Just when the owners and staff were getting comfy things started to get a little strange. The accounts receivable staff suddenly was not able to keep up with their workload. This was very strange, since there had never been a problem with this sort of thing before. Why would there be a problem? Sales were up, so what was there to possibly worry about? I helped them look into the situation and found that more and more invoices were not being paid. What in the world could possibly be causing this rapidly growing successful company to be losing all of this revenue, and having such a problem with getting paid?

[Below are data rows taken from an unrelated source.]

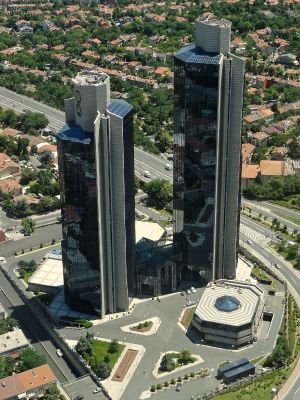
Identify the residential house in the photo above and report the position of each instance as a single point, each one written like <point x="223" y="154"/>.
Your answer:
<point x="7" y="166"/>
<point x="248" y="175"/>
<point x="11" y="343"/>
<point x="247" y="152"/>
<point x="260" y="138"/>
<point x="27" y="384"/>
<point x="270" y="169"/>
<point x="279" y="153"/>
<point x="9" y="132"/>
<point x="289" y="59"/>
<point x="11" y="186"/>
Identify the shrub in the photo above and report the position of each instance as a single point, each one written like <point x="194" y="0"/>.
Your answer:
<point x="153" y="388"/>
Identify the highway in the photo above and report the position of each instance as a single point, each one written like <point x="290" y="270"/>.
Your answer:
<point x="143" y="161"/>
<point x="33" y="329"/>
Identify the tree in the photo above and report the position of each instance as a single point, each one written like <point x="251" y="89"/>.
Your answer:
<point x="52" y="393"/>
<point x="102" y="370"/>
<point x="7" y="325"/>
<point x="168" y="363"/>
<point x="114" y="346"/>
<point x="6" y="366"/>
<point x="185" y="356"/>
<point x="84" y="347"/>
<point x="29" y="359"/>
<point x="160" y="192"/>
<point x="28" y="225"/>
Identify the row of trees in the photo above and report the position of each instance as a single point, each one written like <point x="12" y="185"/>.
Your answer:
<point x="29" y="358"/>
<point x="275" y="189"/>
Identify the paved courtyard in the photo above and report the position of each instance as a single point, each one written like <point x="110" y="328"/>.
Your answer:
<point x="170" y="337"/>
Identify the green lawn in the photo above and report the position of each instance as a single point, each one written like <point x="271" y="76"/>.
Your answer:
<point x="190" y="314"/>
<point x="100" y="350"/>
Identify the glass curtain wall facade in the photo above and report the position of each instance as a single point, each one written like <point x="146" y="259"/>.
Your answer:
<point x="80" y="228"/>
<point x="203" y="174"/>
<point x="96" y="166"/>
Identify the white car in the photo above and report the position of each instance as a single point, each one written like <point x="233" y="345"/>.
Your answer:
<point x="59" y="353"/>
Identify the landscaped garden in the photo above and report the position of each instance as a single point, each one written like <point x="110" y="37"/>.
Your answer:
<point x="142" y="327"/>
<point x="171" y="361"/>
<point x="99" y="354"/>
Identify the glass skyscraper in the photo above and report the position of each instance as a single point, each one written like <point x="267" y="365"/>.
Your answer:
<point x="96" y="166"/>
<point x="208" y="98"/>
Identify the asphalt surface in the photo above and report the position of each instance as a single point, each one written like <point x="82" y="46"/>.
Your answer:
<point x="143" y="161"/>
<point x="33" y="329"/>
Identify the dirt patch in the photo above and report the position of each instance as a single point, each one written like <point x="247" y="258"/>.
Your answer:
<point x="124" y="365"/>
<point x="141" y="330"/>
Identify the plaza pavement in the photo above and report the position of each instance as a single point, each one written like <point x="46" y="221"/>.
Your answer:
<point x="170" y="337"/>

After digging into the issues I found that customers were not paying for their invoices because they contained EDI syntax errors that needed to be corrected before the customers were able to pay them. Of course, the company's customer service department and accounts receivable department contacted their internal EDI department. Surely, this was just a slight snag or an oversight that could be fixed with a quick click of a mouse, right?
Not so fast. The company's internal EDI department denied that there was a problem with the system. How could this be? Then started the back and forth between customers and management over and over again. Imagine the frustration of not only the customer service staff, but the customers themselves, being told over and over again that they were wrong. I jumped into the middle of the fray and finally determined that there was indeed a problem. Every day new invoices were being affected, and the problem just continued to grow. What now?

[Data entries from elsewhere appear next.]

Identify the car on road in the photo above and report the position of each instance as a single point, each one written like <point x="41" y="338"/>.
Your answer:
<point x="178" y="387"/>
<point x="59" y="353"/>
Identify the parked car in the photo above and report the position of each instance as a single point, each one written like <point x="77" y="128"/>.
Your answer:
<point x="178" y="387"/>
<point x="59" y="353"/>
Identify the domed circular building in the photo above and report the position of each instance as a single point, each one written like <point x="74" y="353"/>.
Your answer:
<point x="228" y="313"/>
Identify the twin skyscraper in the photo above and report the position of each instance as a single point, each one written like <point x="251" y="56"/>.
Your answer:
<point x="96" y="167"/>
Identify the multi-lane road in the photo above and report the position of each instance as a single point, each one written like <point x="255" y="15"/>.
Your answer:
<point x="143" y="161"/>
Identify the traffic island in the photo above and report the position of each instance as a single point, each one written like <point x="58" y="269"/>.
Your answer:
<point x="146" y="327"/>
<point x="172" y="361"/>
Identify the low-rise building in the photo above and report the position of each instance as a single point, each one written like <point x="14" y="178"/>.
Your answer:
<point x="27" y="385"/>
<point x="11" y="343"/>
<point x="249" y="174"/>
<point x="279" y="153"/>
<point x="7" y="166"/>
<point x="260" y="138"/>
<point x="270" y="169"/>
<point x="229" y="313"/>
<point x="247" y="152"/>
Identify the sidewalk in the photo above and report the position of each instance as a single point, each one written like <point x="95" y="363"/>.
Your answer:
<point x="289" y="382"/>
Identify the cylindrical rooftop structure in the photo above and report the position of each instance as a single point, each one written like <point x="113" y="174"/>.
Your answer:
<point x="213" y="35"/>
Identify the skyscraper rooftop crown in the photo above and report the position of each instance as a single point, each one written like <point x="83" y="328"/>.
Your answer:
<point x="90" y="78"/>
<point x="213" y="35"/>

The company tried to at least temporarily get the customers to switch back to manual paper invoices, but they all refused, of course. They had signed up for the efficiencies of EDI, and they weren't going back now! The company tried to correct the problems with the EDI data manually, but that was a giant fail. It was way too time consuming, and a huge number of errors were being made. The business was not getting paid, and all the errors were causing huge penalties, which were costing even more money. It was simply overwhelming.
This business had found itself inside a rabbit hole, falling fast, with no obvious way to get out. Owners and management scrambled to find help from outside resources, (like me) but it was simply too late. There was nothing left that could be done, as this company had simply fallen too far into that rabbit hole. Even though customer demand was high, and orders were stacked to the ceiling, the company ultimately had to shut down. There was simply not enough cash flow to keep this once successful business afloat. Imagine the embarrassment, disappointment, and shareholder law suits this company was facing.